The digitized Wrangel Island collection offers many opportunities to engage college level students in primary source research. The following lesson plan for an individual class session is just one example. It is followed by an optional extended research assignment.
Description: Using a variety of primary sources, the students will explore multiple perspectives on the Wrangel Island Expedition to better understand the complex nature of historical narrative.
Learning Outcomes: By the end of the session, students will have developed a deeper understanding of how to interrogate primary sources. Students will learn to synthesize information in different formats to create an argument or narrative.

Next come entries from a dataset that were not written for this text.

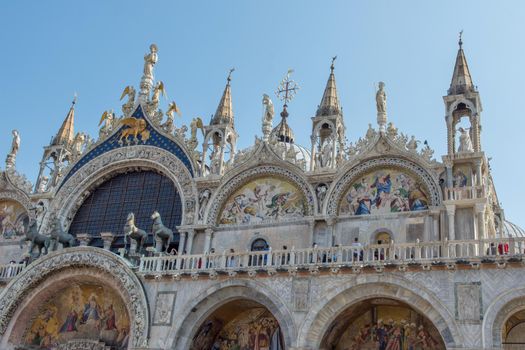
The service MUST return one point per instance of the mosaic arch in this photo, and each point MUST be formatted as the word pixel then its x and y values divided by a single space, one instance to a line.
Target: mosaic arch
pixel 13 219
pixel 80 311
pixel 80 294
pixel 384 190
pixel 382 324
pixel 239 325
pixel 264 199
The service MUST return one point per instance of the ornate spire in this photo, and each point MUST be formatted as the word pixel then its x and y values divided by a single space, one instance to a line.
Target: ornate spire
pixel 224 113
pixel 285 92
pixel 330 101
pixel 461 79
pixel 66 133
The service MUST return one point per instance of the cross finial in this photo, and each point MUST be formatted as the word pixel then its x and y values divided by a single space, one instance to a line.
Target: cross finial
pixel 230 74
pixel 333 61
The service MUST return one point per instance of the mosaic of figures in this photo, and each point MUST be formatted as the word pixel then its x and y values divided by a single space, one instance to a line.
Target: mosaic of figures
pixel 81 311
pixel 263 199
pixel 387 190
pixel 254 329
pixel 389 327
pixel 13 219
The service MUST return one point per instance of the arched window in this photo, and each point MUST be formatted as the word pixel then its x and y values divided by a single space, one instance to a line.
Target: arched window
pixel 141 192
pixel 259 245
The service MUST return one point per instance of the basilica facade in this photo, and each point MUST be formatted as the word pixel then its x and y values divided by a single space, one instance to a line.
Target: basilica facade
pixel 158 236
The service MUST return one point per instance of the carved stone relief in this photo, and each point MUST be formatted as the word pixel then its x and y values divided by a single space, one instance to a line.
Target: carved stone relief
pixel 468 302
pixel 164 304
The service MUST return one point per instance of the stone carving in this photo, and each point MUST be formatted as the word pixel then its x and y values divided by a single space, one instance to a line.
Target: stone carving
pixel 72 193
pixel 381 106
pixel 204 198
pixel 234 183
pixel 42 186
pixel 267 117
pixel 82 257
pixel 135 233
pixel 82 344
pixel 341 187
pixel 108 122
pixel 127 107
pixel 58 235
pixel 465 143
pixel 37 240
pixel 468 301
pixel 321 192
pixel 15 146
pixel 324 158
pixel 301 294
pixel 164 304
pixel 163 235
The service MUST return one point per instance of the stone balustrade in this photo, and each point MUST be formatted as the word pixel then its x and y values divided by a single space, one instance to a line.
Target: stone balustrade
pixel 8 271
pixel 464 193
pixel 437 252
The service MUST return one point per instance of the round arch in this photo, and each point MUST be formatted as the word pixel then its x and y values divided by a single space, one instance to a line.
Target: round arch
pixel 497 314
pixel 75 190
pixel 220 294
pixel 321 315
pixel 234 182
pixel 341 185
pixel 55 269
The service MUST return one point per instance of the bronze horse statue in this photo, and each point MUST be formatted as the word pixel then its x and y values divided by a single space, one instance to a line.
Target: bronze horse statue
pixel 58 235
pixel 36 239
pixel 161 231
pixel 130 230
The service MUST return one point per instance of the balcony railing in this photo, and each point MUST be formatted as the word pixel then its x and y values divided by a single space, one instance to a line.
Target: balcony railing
pixel 359 256
pixel 8 271
pixel 462 193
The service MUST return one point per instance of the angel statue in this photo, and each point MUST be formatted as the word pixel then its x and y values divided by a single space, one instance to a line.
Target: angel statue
pixel 267 117
pixel 465 144
pixel 158 90
pixel 381 98
pixel 150 60
pixel 127 107
pixel 169 126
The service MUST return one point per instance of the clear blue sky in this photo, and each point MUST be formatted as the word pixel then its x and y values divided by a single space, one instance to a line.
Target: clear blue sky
pixel 52 49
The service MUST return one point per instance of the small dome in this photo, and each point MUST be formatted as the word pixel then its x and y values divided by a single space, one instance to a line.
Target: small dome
pixel 512 230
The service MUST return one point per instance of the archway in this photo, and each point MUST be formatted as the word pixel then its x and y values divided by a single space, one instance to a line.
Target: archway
pixel 381 323
pixel 239 324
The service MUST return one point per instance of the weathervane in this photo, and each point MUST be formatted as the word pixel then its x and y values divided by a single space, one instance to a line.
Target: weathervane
pixel 286 91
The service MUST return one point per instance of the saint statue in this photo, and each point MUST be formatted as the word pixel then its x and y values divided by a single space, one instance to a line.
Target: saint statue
pixel 381 98
pixel 15 145
pixel 465 144
pixel 150 60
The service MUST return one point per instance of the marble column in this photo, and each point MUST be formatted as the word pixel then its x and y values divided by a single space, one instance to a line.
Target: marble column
pixel 451 212
pixel 182 242
pixel 207 240
pixel 480 222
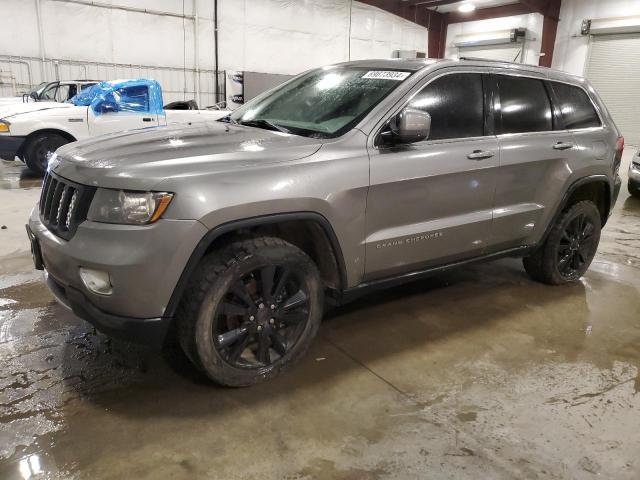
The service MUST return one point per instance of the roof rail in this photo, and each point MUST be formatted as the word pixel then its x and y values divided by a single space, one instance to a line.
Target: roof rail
pixel 487 60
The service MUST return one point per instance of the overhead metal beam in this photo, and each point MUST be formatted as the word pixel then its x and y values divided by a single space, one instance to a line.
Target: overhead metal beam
pixel 486 13
pixel 429 3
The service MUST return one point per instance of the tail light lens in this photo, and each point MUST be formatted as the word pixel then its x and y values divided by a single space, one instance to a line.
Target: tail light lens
pixel 617 159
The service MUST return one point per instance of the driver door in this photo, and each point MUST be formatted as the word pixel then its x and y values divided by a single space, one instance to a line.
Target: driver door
pixel 131 110
pixel 431 202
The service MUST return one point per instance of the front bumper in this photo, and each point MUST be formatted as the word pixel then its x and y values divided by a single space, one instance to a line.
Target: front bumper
pixel 634 170
pixel 10 146
pixel 144 264
pixel 149 331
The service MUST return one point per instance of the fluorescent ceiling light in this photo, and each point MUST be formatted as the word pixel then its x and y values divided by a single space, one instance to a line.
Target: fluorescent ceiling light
pixel 466 7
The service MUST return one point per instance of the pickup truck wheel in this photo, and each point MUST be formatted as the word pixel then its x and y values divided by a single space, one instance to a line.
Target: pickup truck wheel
pixel 40 148
pixel 250 311
pixel 570 247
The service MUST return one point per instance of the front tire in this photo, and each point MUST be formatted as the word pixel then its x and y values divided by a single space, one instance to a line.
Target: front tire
pixel 570 247
pixel 250 311
pixel 40 148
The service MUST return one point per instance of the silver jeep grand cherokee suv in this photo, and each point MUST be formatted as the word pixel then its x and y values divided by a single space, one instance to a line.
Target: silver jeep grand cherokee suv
pixel 231 235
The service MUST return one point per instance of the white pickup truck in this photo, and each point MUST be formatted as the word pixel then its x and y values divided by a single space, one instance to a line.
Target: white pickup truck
pixel 33 131
pixel 58 91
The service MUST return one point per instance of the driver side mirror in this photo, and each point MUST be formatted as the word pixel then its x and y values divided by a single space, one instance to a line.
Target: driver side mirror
pixel 409 126
pixel 106 106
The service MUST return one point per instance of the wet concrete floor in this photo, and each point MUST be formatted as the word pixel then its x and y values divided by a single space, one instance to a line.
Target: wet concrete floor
pixel 477 373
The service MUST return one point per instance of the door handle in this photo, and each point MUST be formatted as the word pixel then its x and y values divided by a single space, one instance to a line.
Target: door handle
pixel 562 146
pixel 479 155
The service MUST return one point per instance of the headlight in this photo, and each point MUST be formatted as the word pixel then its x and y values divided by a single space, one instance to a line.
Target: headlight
pixel 135 208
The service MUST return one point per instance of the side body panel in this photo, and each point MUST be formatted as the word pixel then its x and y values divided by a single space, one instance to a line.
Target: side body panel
pixel 428 202
pixel 534 176
pixel 120 121
pixel 68 119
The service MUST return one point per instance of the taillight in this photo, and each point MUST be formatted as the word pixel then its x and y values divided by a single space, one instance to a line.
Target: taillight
pixel 617 159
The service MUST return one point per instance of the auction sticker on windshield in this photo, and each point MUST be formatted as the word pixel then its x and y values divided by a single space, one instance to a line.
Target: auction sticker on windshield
pixel 386 75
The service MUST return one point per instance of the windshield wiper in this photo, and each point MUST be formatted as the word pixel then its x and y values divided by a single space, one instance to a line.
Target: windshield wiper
pixel 262 123
pixel 228 119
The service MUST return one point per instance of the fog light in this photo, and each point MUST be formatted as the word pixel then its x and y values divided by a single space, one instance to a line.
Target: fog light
pixel 96 281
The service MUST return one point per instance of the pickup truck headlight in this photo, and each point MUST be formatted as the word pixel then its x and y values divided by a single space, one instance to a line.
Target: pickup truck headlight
pixel 126 207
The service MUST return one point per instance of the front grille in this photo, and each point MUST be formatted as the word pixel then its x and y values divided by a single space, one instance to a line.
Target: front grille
pixel 64 204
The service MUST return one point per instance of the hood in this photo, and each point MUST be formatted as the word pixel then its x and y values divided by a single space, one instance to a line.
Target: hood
pixel 7 100
pixel 9 110
pixel 140 159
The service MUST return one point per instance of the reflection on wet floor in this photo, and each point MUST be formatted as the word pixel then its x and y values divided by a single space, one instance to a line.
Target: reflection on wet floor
pixel 17 175
pixel 476 373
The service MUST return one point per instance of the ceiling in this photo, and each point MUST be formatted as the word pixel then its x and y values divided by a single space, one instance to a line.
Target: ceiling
pixel 448 6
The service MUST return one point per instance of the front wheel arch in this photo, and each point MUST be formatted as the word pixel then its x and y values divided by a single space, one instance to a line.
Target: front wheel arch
pixel 260 222
pixel 43 131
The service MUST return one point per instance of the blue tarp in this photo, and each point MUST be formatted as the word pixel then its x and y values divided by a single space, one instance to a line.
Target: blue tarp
pixel 141 95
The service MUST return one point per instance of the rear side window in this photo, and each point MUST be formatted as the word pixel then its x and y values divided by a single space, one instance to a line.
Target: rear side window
pixel 133 99
pixel 456 105
pixel 524 105
pixel 576 107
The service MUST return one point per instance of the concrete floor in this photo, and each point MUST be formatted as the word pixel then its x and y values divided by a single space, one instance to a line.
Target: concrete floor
pixel 477 373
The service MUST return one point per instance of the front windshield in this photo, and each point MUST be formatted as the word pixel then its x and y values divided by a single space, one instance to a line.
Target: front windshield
pixel 323 103
pixel 38 89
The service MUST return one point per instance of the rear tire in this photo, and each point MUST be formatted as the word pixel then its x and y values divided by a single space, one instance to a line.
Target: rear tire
pixel 40 148
pixel 570 247
pixel 250 311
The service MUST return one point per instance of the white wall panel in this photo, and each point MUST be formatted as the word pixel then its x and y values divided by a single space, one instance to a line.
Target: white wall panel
pixel 571 48
pixel 270 36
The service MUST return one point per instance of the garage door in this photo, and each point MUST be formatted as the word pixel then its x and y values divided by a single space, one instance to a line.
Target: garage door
pixel 507 53
pixel 614 70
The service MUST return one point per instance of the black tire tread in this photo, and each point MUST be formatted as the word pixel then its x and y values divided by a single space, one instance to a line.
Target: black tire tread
pixel 211 268
pixel 541 264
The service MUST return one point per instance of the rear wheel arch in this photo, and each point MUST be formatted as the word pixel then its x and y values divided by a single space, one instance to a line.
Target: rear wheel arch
pixel 310 231
pixel 595 188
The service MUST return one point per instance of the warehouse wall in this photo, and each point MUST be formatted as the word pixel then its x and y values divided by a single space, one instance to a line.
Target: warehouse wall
pixel 571 47
pixel 272 36
pixel 532 22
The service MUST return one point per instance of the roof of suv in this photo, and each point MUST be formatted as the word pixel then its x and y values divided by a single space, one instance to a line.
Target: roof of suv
pixel 419 64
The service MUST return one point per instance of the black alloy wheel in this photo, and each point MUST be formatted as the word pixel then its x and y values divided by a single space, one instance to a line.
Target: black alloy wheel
pixel 250 311
pixel 261 317
pixel 577 246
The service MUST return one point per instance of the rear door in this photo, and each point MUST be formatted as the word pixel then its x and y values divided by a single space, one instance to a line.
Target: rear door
pixel 431 202
pixel 536 158
pixel 133 111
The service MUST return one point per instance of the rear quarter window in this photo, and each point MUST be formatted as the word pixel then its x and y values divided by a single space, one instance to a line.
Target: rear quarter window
pixel 575 106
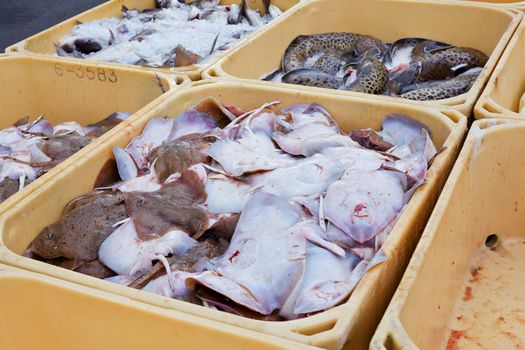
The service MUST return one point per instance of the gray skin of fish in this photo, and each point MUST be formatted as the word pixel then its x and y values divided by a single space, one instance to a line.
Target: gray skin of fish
pixel 333 45
pixel 443 64
pixel 372 78
pixel 438 90
pixel 312 77
pixel 435 66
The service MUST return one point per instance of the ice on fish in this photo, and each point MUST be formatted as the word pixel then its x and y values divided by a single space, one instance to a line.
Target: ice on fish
pixel 150 38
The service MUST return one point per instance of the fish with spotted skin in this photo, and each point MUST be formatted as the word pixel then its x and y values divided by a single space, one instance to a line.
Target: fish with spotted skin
pixel 330 45
pixel 371 77
pixel 411 68
pixel 441 89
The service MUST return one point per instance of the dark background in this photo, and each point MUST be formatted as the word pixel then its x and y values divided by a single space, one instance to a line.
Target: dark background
pixel 20 19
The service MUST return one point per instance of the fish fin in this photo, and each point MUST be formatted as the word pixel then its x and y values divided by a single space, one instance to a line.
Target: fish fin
pixel 214 43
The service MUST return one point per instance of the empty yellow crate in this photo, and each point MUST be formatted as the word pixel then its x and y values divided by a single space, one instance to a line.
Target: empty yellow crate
pixel 506 86
pixel 481 27
pixel 39 312
pixel 67 91
pixel 353 321
pixel 447 299
pixel 44 42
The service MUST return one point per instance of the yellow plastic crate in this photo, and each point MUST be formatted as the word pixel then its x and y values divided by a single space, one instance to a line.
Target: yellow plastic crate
pixel 43 42
pixel 353 321
pixel 463 24
pixel 498 3
pixel 39 312
pixel 503 92
pixel 484 195
pixel 66 91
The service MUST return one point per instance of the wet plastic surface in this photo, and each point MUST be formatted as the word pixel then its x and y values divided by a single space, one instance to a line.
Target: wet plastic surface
pixel 45 313
pixel 468 269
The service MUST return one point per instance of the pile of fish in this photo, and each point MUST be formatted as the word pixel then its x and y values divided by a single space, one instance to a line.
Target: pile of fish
pixel 28 150
pixel 411 68
pixel 270 214
pixel 173 34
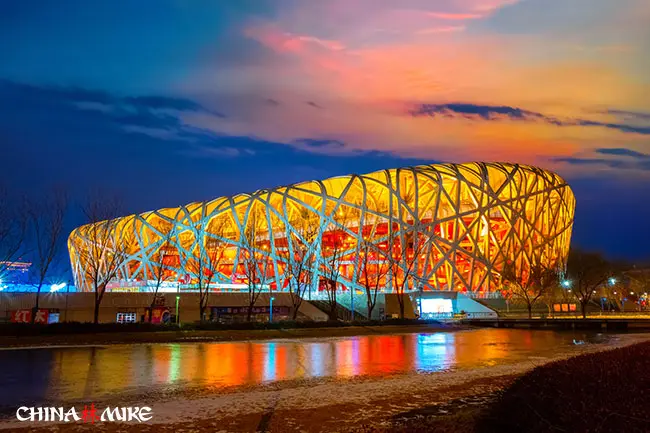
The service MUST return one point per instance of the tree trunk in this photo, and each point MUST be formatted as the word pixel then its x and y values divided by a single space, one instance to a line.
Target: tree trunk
pixel 35 310
pixel 96 313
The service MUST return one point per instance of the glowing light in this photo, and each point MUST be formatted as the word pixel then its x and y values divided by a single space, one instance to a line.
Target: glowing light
pixel 436 306
pixel 433 187
pixel 57 287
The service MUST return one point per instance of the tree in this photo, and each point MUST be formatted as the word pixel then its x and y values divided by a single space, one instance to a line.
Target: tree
pixel 404 250
pixel 299 257
pixel 158 270
pixel 255 262
pixel 529 283
pixel 587 272
pixel 13 225
pixel 103 246
pixel 373 266
pixel 46 219
pixel 204 253
pixel 334 251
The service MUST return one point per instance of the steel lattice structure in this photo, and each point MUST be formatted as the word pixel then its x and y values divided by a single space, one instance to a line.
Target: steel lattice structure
pixel 471 218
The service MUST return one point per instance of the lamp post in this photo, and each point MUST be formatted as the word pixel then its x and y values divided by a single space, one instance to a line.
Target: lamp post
pixel 271 299
pixel 67 291
pixel 178 298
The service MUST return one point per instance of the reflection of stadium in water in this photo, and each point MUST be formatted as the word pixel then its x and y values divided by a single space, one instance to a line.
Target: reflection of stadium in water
pixel 446 226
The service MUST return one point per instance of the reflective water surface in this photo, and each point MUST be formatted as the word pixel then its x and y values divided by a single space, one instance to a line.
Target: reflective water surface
pixel 66 374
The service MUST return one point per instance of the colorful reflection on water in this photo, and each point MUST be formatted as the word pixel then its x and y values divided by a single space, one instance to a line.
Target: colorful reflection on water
pixel 82 373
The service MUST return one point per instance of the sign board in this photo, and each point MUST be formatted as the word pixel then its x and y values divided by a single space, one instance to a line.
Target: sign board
pixel 25 316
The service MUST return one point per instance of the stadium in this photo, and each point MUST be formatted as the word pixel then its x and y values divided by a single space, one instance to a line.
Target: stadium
pixel 428 228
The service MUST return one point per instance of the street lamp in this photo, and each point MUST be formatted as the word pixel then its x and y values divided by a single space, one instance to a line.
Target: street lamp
pixel 271 299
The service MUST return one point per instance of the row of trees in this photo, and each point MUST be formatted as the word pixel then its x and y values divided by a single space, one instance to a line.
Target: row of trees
pixel 586 274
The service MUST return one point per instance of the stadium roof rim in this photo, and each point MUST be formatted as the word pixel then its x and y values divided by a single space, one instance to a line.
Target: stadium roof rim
pixel 449 165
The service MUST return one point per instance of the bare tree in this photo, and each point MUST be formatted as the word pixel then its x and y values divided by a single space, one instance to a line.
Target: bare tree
pixel 404 252
pixel 102 245
pixel 159 270
pixel 529 284
pixel 256 263
pixel 46 219
pixel 207 254
pixel 13 225
pixel 333 255
pixel 299 258
pixel 373 266
pixel 587 273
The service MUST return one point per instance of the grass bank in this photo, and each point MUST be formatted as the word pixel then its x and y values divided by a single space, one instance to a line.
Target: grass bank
pixel 599 392
pixel 24 335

Pre-class reading: Ada Blackjack Diary, Collating Wrangel Island homepage
Lesson Plan: Divide the students into four groups. Each group is assigned two primary documents from the digitized collections to discuss among themselves. After 15 minutes, each group reports back to the entire class on what perspective on the Wrangel Island Expedition they saw in their documents.
Questions to consider: How does the source of the document shape its version of the reality of the situation? Whose voices are given authority? How do the documents in isolation change when viewed together?
Sources:
Group 1:
Two items that show Stefansson’s pre expedition excitement and post expedition defense
Group 2:
Item 2.1: Frederick Mauer to his mother, September 5, 1921.
Papers of Vilhjalmur Stefansson, Mss-98, Box 9, folder 7
Item 2.2: Allan Crawford to Vilhjalmur Stefansson, September 6, 1921.
Papers of Vilhjalmur Stefansson, Mss-98, Box 9, folder 7
Group 3:
Item 3.1: Telegram typescript, Harold Noice to V. Stefansson, August 31, 1923
Papers of Harold Noice, Mss-91, Folder 2
Item 3.2: Statement by Ada Blackjack, August 23, 1923.
Papers of Harold Noice, Mss-91, Folder 4
Group 4:
Item 4.1: Letter from Crawford to Stefansson, 28 November 1923
Papers of Vilhjalmur Stefansson, MSS-98, Box 9, Folder 17
Item 4.2: Newspaper clipping from Toronto Evening Telegram, 29 April 1925.
Papers of Harold Noice, MSS-91, Box 1, Folder 3
Follow up research assignment;
Using the Wrangel Island Digital project materials, choose one of the principal participants and write an account of the expedition from their perspective. Use sources by them, but also by other participants to create your narrative. Feel free to illustrate your narrative with photos from the collection.